Temu’s alleged practices aren’t surprising when you look at its sister company, Pinduoduo, another popular online retailer primarily operating in China. Researchers identified malware on Pinduoduo that bypassed users’ mobile devices to spy on their activity – including monitoring behaviour on other apps and reading private messages. Only days before, Pinduoduo was banned by Google following ‘security concerns’.
While Temu and Pinduoduo are undoubtedly alarming in their own right, they raise a wider question of digital surveillance from the East. TikTok and Lemon8 – two Chinese-owned social media apps – are under the watchful eye of critics following concern that their parent company, Bytedance, is selling data to the Chinese state. Elsewhere, Chinese-made security systems are being removed from sensitive government sites.
But while tensions between the West and China have caused a general distrust among European and American governments, this isn’t necessarily rubbing off on young people – the most avid users of Chinese-owned apps. And while some VoiceBox contributors believe young people should be worried about data privacy, low prices and scarily accurate algorithms are attracting a generation raised on convenience, creating an almost disinterested attitude for some towards the companies accused of data corruption.
“I think we need to be careful. Currently, it’s possible to maintain a decent level of privacy online, but that could change at any moment.” – VoiceBox contributor.
“Our digital privacy needs to be enshrined in law, and that will require constant vigilance and constant protest.” – VoiceBox contributor.
“Am I the only one who doesn’t care if China collects my data?” – young person (The Guardian).
“Let [the Chinese government] have my data.

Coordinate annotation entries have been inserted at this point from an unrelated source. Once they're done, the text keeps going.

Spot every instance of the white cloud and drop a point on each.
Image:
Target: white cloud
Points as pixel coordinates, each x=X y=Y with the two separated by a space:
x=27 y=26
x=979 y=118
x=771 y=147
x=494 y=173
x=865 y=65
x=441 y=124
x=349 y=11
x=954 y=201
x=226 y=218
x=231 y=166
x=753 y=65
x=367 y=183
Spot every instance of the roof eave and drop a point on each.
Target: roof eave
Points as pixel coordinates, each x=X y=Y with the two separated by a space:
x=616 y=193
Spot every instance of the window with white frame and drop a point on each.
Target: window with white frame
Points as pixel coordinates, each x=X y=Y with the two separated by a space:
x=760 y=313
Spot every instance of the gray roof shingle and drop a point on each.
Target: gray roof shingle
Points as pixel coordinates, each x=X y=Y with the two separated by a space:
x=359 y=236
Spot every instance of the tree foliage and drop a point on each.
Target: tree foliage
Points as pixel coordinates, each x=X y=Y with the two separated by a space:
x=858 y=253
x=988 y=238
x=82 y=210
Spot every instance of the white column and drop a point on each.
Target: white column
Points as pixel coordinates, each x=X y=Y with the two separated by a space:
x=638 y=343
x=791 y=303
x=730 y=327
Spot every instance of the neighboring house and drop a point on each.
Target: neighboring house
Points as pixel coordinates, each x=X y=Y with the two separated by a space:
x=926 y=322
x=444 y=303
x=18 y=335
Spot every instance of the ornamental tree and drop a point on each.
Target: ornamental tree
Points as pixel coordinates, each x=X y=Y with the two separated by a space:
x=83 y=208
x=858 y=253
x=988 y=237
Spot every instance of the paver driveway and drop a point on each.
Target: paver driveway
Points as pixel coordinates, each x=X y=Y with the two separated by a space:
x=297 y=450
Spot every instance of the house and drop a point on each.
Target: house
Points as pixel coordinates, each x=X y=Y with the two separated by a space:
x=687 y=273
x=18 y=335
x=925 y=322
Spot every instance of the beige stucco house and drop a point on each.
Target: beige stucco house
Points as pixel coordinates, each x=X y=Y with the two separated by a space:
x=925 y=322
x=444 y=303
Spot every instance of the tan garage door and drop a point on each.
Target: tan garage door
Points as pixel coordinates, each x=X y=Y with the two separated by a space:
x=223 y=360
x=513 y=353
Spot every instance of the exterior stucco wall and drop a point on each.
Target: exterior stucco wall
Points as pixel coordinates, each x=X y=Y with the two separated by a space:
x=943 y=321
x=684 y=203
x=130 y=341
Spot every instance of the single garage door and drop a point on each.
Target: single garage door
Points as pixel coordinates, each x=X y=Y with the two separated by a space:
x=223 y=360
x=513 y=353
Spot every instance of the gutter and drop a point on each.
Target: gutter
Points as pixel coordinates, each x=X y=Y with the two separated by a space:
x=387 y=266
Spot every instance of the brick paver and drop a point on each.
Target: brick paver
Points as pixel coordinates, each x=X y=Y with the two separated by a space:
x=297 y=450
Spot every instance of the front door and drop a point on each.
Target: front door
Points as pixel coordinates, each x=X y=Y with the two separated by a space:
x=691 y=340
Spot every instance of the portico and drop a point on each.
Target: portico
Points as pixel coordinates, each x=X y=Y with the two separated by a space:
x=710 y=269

They know me better than I know myself.” – young person (The Guardian).
Taking such a casual approach is understandable. After all, what does it matter if a government knows you like to play online games or shop for room decorations? To understand the seriousness of malware, we need to look at the bigger picture: very powerful people using civilians as pawns in a fight for dominance. And if young people make up the largest user base of Chinese-owned apps, they are also the most vulnerable to data theft and exploitation.
While Temu is yet to be indicted for (potentially) incorporating malware into its app, the dodgy reputation of its parent company PDD Holdings, and the misdeeds of its sister company, Pinduouo, means Temu isn’t yet in the clear. We would ask any young person to think twice before using it.
“Anyone looking to purchase on the cheap should consider reputable second-hand stores. Risking personal data for a 58p butterfly bracelet is simply not worth it.” – VoiceBox contributor.